Personally I’m not sure there’s an advantage to adding fat for no reason (assuming this is just another thing you’re consuming along with the rest of breakfast.) I love my coffee with lots of cream (lots, maybe 1/4 cup) but that’s both for the taste preference and because it’s my entire breakfast; I just don’t understand the appeal of grease floating on top of my beverage


#9

Wow. Olive oil is WAY more expensive than cream (or even butter) here.

Yeah surely they kept that in mind too…

Me neither. But I have read many times that it works for many as a breakfast drink. I would just overeat fat like CRAZY…
And I find fatty coffee super gross anyway. I mean, only fatty coffee, if it has protein too (even just as little as cream brings), it’s a different matter (my creamy coffee has barely any calories anyway as I use very little cream and it’s perfect. unless it’s whipped and I can afford the extra fat too) :slight_smile: But my protein sources add enough fat to it.
But each to their own.


(Bacon is a many-splendoured thing) #10

Olive oil has a strong taste that requires a lot of getting used to. Even though I enjoy the taste, I wouldn’t want olive oil in my coffee! :coffee:

Now, coffee “infused” with bacon grease, on the other hand, . . . :bacon::bacon:


#11

I asked my SO and he can’t imagine coffee with olive oil being good either.
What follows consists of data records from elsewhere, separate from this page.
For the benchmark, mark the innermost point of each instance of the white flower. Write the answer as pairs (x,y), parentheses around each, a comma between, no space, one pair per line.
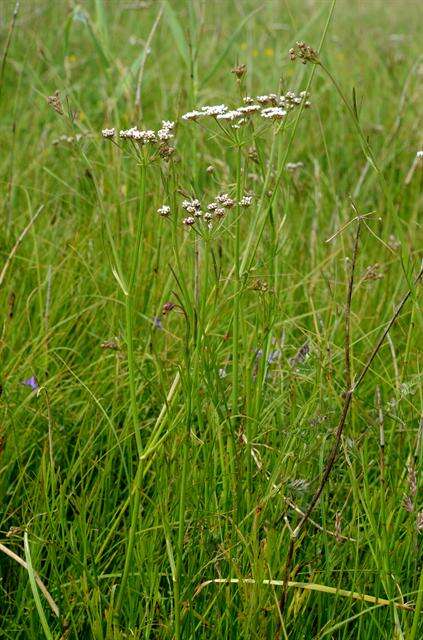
(229,115)
(214,110)
(164,210)
(193,115)
(273,113)
(249,108)
(108,133)
(167,124)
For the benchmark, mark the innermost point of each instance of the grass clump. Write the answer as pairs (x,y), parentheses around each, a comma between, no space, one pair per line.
(210,281)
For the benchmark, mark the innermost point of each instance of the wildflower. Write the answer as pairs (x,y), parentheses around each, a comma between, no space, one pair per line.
(32,383)
(108,133)
(273,356)
(228,115)
(157,323)
(240,70)
(249,108)
(193,115)
(214,110)
(407,504)
(165,151)
(412,479)
(167,308)
(127,133)
(246,201)
(55,102)
(273,113)
(164,134)
(144,136)
(168,124)
(225,201)
(163,211)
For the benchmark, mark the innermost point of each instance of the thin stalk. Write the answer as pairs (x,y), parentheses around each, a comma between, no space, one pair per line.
(181,536)
(129,319)
(235,327)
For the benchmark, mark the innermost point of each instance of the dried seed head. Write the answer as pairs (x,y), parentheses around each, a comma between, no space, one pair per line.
(408,505)
(304,52)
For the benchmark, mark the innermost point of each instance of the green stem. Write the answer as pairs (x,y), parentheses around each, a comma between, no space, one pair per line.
(129,318)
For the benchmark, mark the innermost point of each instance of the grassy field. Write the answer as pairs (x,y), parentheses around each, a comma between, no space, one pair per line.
(211,417)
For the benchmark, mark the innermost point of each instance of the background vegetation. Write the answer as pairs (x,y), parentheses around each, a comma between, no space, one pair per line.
(155,452)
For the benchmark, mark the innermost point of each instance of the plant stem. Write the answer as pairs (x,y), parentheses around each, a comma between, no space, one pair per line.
(129,318)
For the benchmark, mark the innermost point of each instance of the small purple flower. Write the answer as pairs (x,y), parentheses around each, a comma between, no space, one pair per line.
(273,356)
(32,383)
(157,323)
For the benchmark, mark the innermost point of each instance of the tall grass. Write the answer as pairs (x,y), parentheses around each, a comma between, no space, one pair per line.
(217,435)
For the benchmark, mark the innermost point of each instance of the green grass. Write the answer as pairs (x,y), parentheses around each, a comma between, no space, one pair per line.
(188,453)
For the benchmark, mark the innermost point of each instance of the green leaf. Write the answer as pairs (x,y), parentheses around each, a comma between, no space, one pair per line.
(228,46)
(178,33)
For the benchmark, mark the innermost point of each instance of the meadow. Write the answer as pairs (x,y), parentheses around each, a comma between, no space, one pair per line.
(210,290)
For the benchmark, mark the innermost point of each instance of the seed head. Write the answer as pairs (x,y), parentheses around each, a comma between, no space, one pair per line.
(304,52)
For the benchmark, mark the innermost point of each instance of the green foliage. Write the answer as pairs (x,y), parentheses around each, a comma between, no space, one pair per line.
(166,450)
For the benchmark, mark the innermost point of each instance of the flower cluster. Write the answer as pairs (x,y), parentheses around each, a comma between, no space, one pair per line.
(269,107)
(215,210)
(67,139)
(146,136)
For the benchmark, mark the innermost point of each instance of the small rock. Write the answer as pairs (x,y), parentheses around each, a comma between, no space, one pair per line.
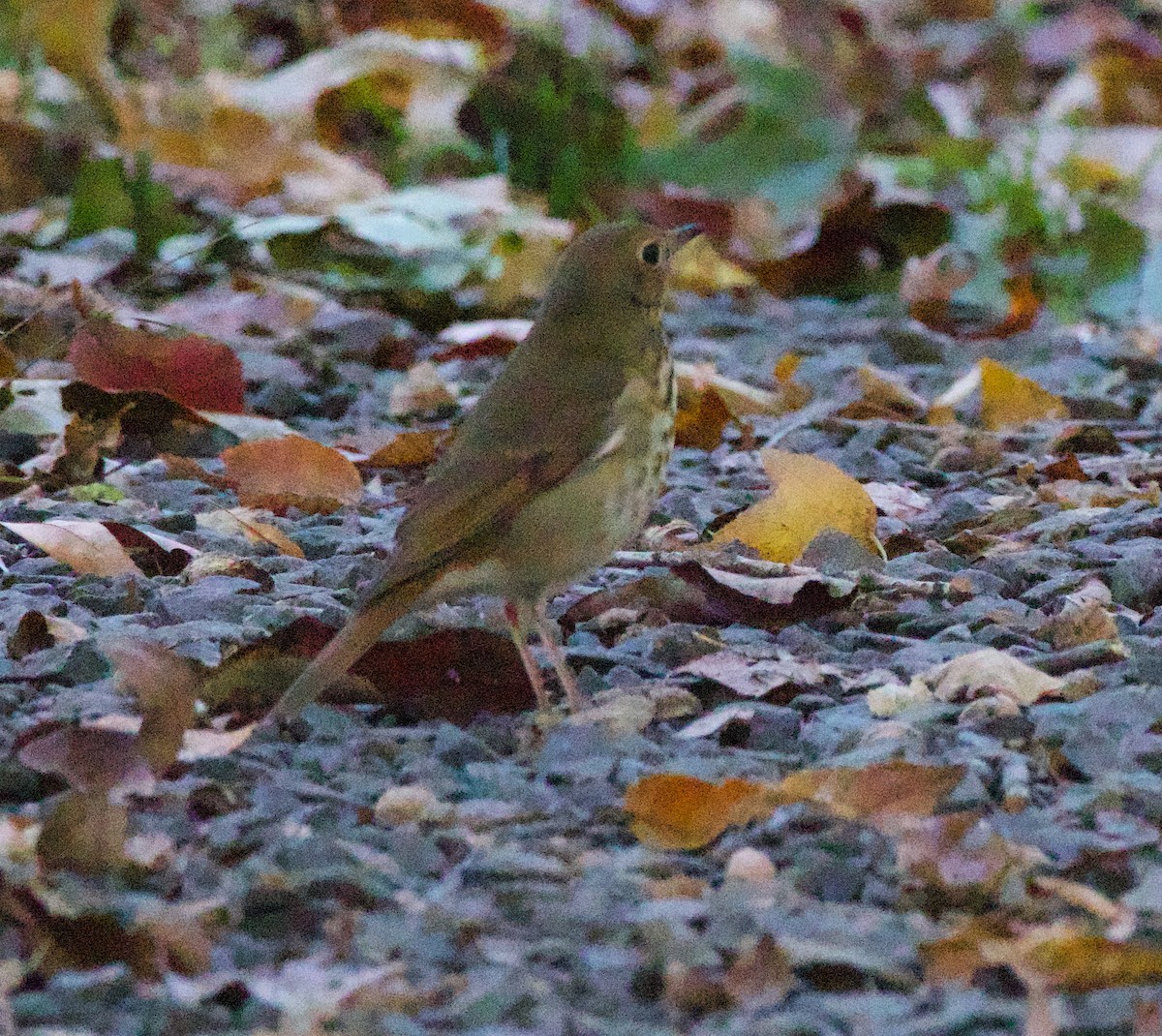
(750,866)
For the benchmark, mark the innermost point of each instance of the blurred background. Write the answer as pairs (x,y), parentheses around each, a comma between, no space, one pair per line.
(982,156)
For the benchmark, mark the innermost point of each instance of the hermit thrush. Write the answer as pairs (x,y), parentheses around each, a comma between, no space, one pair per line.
(556,467)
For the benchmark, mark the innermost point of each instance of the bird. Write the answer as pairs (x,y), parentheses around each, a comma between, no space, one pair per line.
(557,466)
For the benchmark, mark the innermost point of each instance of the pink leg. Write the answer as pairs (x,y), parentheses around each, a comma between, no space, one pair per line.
(551,638)
(516,627)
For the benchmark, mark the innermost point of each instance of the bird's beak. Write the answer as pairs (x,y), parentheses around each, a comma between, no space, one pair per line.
(685,234)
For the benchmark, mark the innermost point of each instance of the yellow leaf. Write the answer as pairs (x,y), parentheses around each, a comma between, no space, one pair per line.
(1008,400)
(700,268)
(872,791)
(244,522)
(86,546)
(673,810)
(809,496)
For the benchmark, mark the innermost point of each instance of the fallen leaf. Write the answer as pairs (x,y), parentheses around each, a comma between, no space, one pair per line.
(294,472)
(407,449)
(244,522)
(1075,626)
(739,397)
(91,760)
(991,671)
(673,810)
(809,496)
(196,372)
(898,501)
(88,547)
(85,832)
(481,338)
(1009,400)
(700,267)
(877,791)
(760,975)
(929,283)
(1066,467)
(167,690)
(452,675)
(419,391)
(756,677)
(884,397)
(701,419)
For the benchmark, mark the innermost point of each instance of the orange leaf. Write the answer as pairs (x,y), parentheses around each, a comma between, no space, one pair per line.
(1008,400)
(197,372)
(673,810)
(291,472)
(88,547)
(701,419)
(407,449)
(880,790)
(809,496)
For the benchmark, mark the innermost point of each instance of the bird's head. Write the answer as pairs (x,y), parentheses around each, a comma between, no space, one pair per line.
(616,267)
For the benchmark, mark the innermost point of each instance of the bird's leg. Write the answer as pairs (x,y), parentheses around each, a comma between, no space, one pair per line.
(551,638)
(517,627)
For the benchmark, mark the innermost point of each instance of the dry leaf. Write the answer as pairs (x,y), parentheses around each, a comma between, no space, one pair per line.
(244,522)
(809,496)
(167,688)
(700,267)
(877,791)
(672,810)
(193,371)
(421,390)
(407,449)
(278,474)
(88,547)
(701,419)
(933,280)
(991,671)
(883,396)
(1009,400)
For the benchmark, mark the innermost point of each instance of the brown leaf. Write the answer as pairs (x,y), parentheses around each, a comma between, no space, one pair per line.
(86,833)
(88,547)
(876,791)
(700,594)
(407,449)
(1009,400)
(453,675)
(167,688)
(701,419)
(1067,467)
(673,810)
(32,634)
(91,760)
(193,371)
(278,474)
(760,975)
(481,338)
(244,522)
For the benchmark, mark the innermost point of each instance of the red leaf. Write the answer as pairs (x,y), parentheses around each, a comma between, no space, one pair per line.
(195,371)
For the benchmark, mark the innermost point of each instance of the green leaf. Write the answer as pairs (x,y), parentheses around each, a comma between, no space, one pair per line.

Maybe you would enjoy the chocolate covered Mangalica bacon too (a company near here made it a few years ago. it was popular, they said)… For me, anything meaty and sugar, just no. (There are very very few subtle exceptions.)
And no bacon with chocolate either, even unsweetened.


(Alex ) #12

Chocolate covered bacon!? Can’t cope with these savoury/sweet concoctions


(Allie) #13

I do it, one raw egg blended into coffee… but my girls do make the best eggs :smiley:


#14

I looked it up. I said wrong, not bacon. Scratchings :smiley: But chocolate covered nonetheless. And Mangalica. The hype about Mangalica continues. I have some dry sausages now, very good! And NO added sugar at all.


#15

Yes, some people do it, I mean, why isn’t it more known and common? It’s good :slight_smile:

People are often worry about eating enough protein for some reason (it was never a problem for me) and they don’t have eggy coffees… :upside_down_face: I could drink very many eggs, I need to keep myself back…


(Pete A) #16

Ew.


(Ohio ) #17

Olive oil in my coffee. Pass. MCT & butter too for that matter. Coffee* is my catalyst for large amounts cream.

*decaf mostly


#18

Coconut oil & butter, with a little hand blender to emulsify. Tasty!


(Robin) #19

One of those little blenders is on my list to buy next.


#20

I use my stick blender for my egg milks, coffees and the like. Works very well. Metal and easy to clean.